Les deux jeunes filles se donnent une semaine pour régler leurs attributions de logements dans leur Ecoles respectives, ensuite si rien ne s’est passé de nouveau elles mèneront l’enquête en attendant Kévin le frère de Sophie montera la garde autour du petit avion et essayera de voir si l’homme qui ressemble à son oncle n’est pas à l’affut dans le coin. Enfin rassurée Stéphanie rejoint sa mère et lui donne un coup de main pour le déjeuner. Lorsque son père est de retour il a la mine sombre et il éclate dès qu’il a franchi le sol de leur maison.
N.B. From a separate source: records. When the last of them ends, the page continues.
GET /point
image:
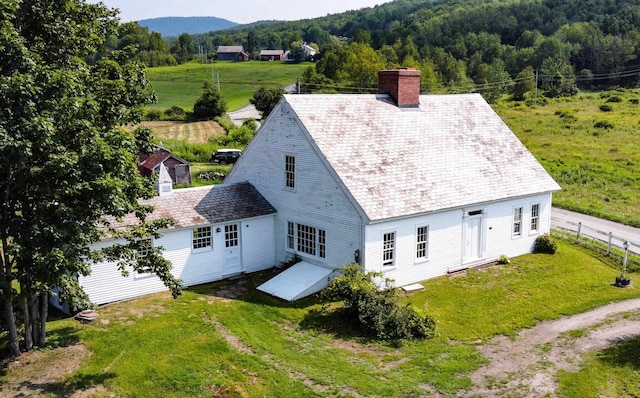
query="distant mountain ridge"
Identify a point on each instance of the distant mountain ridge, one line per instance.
(175, 26)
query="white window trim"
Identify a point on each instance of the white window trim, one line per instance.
(145, 273)
(394, 250)
(320, 247)
(519, 234)
(205, 248)
(286, 172)
(424, 258)
(531, 230)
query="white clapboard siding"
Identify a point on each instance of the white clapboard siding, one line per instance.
(106, 284)
(318, 199)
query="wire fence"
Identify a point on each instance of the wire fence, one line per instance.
(610, 244)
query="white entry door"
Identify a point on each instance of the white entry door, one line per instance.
(473, 239)
(232, 257)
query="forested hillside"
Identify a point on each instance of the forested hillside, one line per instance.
(489, 46)
(174, 26)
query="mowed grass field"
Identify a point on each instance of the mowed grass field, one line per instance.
(227, 339)
(589, 143)
(182, 85)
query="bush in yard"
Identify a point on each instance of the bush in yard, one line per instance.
(153, 114)
(370, 299)
(544, 244)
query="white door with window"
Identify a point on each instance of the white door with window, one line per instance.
(472, 239)
(232, 255)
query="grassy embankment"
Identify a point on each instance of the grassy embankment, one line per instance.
(201, 345)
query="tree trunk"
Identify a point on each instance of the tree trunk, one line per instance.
(35, 318)
(44, 314)
(7, 308)
(26, 307)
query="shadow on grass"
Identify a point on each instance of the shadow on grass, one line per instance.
(65, 388)
(622, 353)
(62, 337)
(338, 323)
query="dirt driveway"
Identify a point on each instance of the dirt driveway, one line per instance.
(526, 366)
(521, 367)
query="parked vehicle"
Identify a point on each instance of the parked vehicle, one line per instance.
(226, 156)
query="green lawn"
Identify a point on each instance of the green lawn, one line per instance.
(201, 345)
(182, 85)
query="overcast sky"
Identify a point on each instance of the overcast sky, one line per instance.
(240, 11)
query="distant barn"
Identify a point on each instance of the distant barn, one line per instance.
(272, 55)
(179, 169)
(232, 53)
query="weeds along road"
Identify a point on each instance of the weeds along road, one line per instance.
(568, 220)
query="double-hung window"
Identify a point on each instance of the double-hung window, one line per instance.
(422, 242)
(289, 171)
(306, 239)
(201, 238)
(535, 217)
(388, 249)
(517, 221)
(143, 247)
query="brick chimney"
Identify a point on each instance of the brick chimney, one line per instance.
(403, 85)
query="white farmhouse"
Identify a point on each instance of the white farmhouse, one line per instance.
(218, 231)
(414, 186)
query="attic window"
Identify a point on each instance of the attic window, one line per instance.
(306, 239)
(290, 171)
(388, 249)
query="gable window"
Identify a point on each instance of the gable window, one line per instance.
(422, 242)
(231, 235)
(143, 248)
(201, 237)
(517, 221)
(290, 171)
(535, 217)
(306, 239)
(388, 249)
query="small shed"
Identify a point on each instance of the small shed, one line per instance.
(179, 169)
(232, 53)
(272, 55)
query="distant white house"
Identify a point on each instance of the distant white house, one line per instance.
(414, 186)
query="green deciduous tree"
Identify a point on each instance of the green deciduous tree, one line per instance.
(211, 103)
(67, 165)
(265, 99)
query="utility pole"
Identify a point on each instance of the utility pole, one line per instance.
(535, 101)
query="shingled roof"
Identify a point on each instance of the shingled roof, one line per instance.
(449, 151)
(193, 207)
Ma mère essaye d’apaiser son courroux, mais c’est peine perdue, les enquêteurs l’ont pris pour un grand malade, même Guillaume en a subi les conséquences, mais tous les deux ne démordent pas, ils sont certain que cet homme veut soit leur parler, soit il cherche à commettre un geste répréhensible. Aussi Stéphanie bondi de joie lorsqu’elle entend son père dire :

  • Cet après-midi avant de partir pour Toulouse nous irons donner un coup de main à Guillaume, il a déniché dans son grenier une grande malle, mais il veut notre présence car il a trouvé des courriers qui ont été échangés entre mon grand-père et la grand-mère de sa femme.
  • Ce sont des lettres d’amour ?
  • Il ne les a pas ouvertes, mais je suppose que cela doit en être ;
  • des lettres d’amour mais ils ne se sont jamais mariés.
  • Nous avons toujours été très proches, ma mère a élevé Norbert et Anne, mais c’est tout ce dont je me souviens.
  • Ils étaient où les parents de Norbert et Anne ?
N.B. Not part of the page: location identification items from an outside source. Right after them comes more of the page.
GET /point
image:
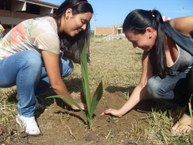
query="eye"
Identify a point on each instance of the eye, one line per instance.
(83, 21)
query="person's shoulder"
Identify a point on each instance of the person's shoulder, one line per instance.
(183, 24)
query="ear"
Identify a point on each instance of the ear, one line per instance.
(68, 13)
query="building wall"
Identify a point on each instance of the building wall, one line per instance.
(13, 12)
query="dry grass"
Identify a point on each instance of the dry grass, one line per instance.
(118, 64)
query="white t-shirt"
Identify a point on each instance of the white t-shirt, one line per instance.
(32, 34)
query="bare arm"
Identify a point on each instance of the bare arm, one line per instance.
(183, 24)
(51, 62)
(138, 93)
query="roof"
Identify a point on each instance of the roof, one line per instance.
(41, 3)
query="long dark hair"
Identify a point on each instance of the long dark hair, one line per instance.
(72, 46)
(137, 21)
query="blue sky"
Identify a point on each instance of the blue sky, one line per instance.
(113, 12)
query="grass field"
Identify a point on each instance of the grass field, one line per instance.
(118, 65)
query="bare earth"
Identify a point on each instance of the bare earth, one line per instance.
(61, 126)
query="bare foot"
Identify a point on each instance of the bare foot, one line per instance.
(184, 125)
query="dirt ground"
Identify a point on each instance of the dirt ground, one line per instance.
(60, 126)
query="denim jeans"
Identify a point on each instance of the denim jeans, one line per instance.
(25, 69)
(177, 87)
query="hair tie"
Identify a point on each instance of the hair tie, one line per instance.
(152, 13)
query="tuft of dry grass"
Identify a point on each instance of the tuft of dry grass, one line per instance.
(118, 64)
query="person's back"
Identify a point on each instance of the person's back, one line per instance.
(30, 33)
(1, 31)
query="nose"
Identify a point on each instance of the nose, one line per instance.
(134, 45)
(84, 27)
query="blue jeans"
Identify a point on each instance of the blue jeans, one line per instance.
(25, 69)
(177, 87)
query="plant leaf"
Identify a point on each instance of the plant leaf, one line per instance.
(85, 79)
(96, 98)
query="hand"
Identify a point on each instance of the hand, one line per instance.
(82, 106)
(113, 112)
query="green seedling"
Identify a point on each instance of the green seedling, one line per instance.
(91, 101)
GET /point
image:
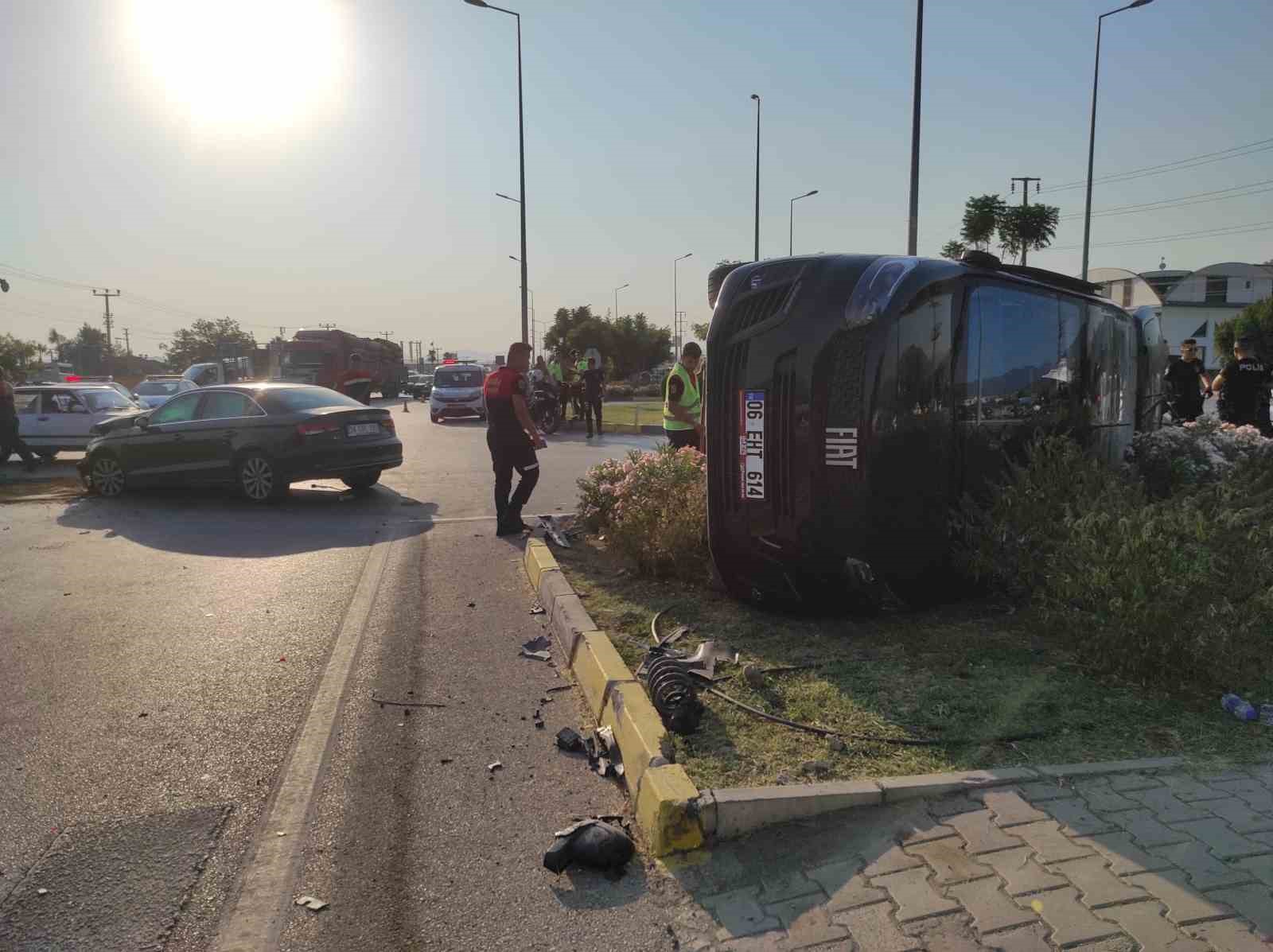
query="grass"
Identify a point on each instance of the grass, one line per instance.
(963, 674)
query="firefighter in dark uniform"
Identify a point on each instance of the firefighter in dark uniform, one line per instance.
(1185, 382)
(1244, 388)
(512, 438)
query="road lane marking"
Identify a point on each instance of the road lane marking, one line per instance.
(264, 900)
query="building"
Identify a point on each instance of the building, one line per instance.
(1190, 302)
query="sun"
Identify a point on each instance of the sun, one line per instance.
(239, 64)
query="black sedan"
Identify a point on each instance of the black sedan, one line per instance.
(258, 437)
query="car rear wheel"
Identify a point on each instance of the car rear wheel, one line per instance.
(362, 480)
(107, 476)
(260, 480)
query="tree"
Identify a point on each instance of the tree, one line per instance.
(207, 340)
(1028, 227)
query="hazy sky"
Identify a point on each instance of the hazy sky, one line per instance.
(297, 162)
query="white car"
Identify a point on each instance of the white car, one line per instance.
(156, 391)
(59, 418)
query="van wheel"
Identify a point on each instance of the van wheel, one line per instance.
(107, 476)
(260, 480)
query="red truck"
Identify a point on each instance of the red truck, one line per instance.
(353, 366)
Mon père marque un instant de silence, ses yeux se voilent de larmes, je me sens toute petite et émue en voyant mon père éclaté en sanglot dans la minute qui suit.
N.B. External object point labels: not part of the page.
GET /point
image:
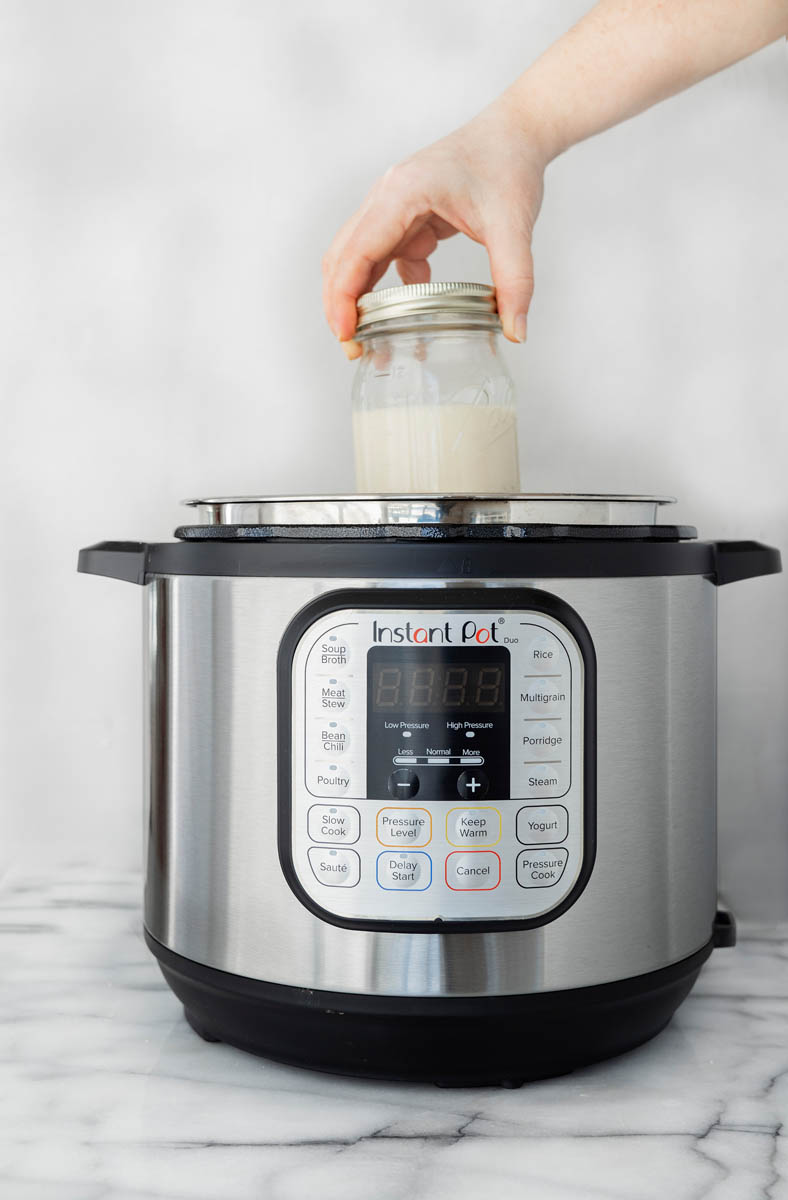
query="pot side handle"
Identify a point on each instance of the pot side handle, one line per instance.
(115, 559)
(744, 561)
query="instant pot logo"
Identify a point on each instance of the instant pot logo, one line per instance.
(435, 635)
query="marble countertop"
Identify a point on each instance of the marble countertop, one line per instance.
(107, 1095)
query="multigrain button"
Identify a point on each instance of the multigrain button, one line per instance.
(334, 823)
(541, 868)
(542, 825)
(335, 868)
(542, 741)
(473, 827)
(474, 870)
(543, 697)
(403, 870)
(404, 827)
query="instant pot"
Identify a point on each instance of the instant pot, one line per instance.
(431, 783)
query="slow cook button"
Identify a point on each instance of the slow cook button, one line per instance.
(334, 739)
(542, 825)
(404, 827)
(541, 868)
(335, 868)
(541, 741)
(473, 827)
(404, 870)
(334, 825)
(543, 697)
(474, 870)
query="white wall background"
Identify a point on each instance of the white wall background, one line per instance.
(172, 173)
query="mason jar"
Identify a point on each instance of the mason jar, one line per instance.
(433, 402)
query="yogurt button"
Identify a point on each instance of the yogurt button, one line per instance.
(548, 823)
(404, 870)
(335, 868)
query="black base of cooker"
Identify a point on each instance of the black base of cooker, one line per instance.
(453, 1042)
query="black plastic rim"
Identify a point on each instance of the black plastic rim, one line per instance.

  • Leurs parents sont morts dans un avion qui s’est écrasé en mer suite à un détournement, maman était leur nounou et je ne connais pas la raison pour laquelle c’est elle qui en a obtenu la garde complète.
  • On va peut-être le savoir en lisant les lettres de leur arrière-grand-mère et de ton arrière-grand-père.
  • Tu as beaucoup trop d’imagination ma fille, mais nous allons passer à table et nous rejoindrons mon frère.

Tout en mangeant je vois que mon père est dans ses pensées et moi j’espère que nous ne sommes pas parents avec Anne et Norbert sinon Anne ce serai marié avec son je ne sais même pas s’il faut dire cousins vu que c’est l’arrière-grand-père de papa et l’arrière-grand-mère d’Anne. Anne est déjà ma tante cela ne changerait rien sauf que l’on serait encore plus proche les uns des autres. Sophie n’a jamais dit en classe qu’elle était ma cousine, elle s’est toujours faîtes passer pour ma meilleure amie, je n’en n’ai jamais saisie la raison. Possible qu’elle sache plus de choses que moi.

Je ne l’ai jamais contredis, mais dans le village tout le monde savait que mon père et son père étaient frère. Toutefois notre village vivait en autarcie et jamais personne n’aurait dit un mot de plus ni sur son voisin ni sur les enfants du village. Cela faisait seulement 5 ans que Guillaume avait rejoint mon père pour travailler ; il était revenu au moment de la mort de mon grand-père.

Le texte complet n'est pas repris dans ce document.